Scrubs is, famously, one of the most realistic medical shows on television – the characters generally do the jobs they’re supposed to be doing based on their title, the medicine is generally solved with proper medical procedure, and the structures they work in reflect both the bureaucracy and the culture of the American medical profession. But I would say it goes far enough that it manages to reflect the nature of working life itself. What makes most procedurals boring (or at least frustrating) for me is that success is a given and everything the characters do is a roll-out of the inevitable; this isn’t work, it’s ritual. One of the funniest observations I ever saw someone make was that part of the reason Dale Cooper’s antics are so amusing in early Twin Peaks is because throwing rocks at pottery while thinking of Tibet are exactly as based in rationality and exactly as successful as the techniques of most TV detectives.
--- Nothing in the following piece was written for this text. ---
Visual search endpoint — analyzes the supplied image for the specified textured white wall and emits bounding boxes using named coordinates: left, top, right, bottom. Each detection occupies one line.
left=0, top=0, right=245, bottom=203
Scrubs treats the process of medicine as a series of decisions. Technique is a matter of right and wrong, but decisions are a matter of ‘what am I prioritising?’, or if you prefer, ‘what can I live with?’. One of the major throughlines of the series is characters juggling career advancement, personal ideals, and personal ego; a turning point for JD and Cox’s relationship is when the former admits he still wants to be Cox, “but… a more successful you.” This goes down to decisions in the micro – how much time am I willing to put into zeroing in exactly what is wrong with this patient? How much attention will I pay to their vitals? Their emotions? Their lifestyles? For the characters, these are decisions that mean the difference between life and death.
The side effect of this is that it captures how much of the character’s work days are decisionless grunt work. The characters frequently complain how ninety percent of their time is spent keeping old people alive before sending them back to nursing homes where they will inevitably either return to hospital or die, and almost all the rest of their time is spent battling hypochondriacs and tedious minor problems. Working life is a combination of the incredible weight of too many decisions and the incredible weight of meaningless busywork, and if you’re as lucky as the characters, you’re doing this in service of something you actually care about.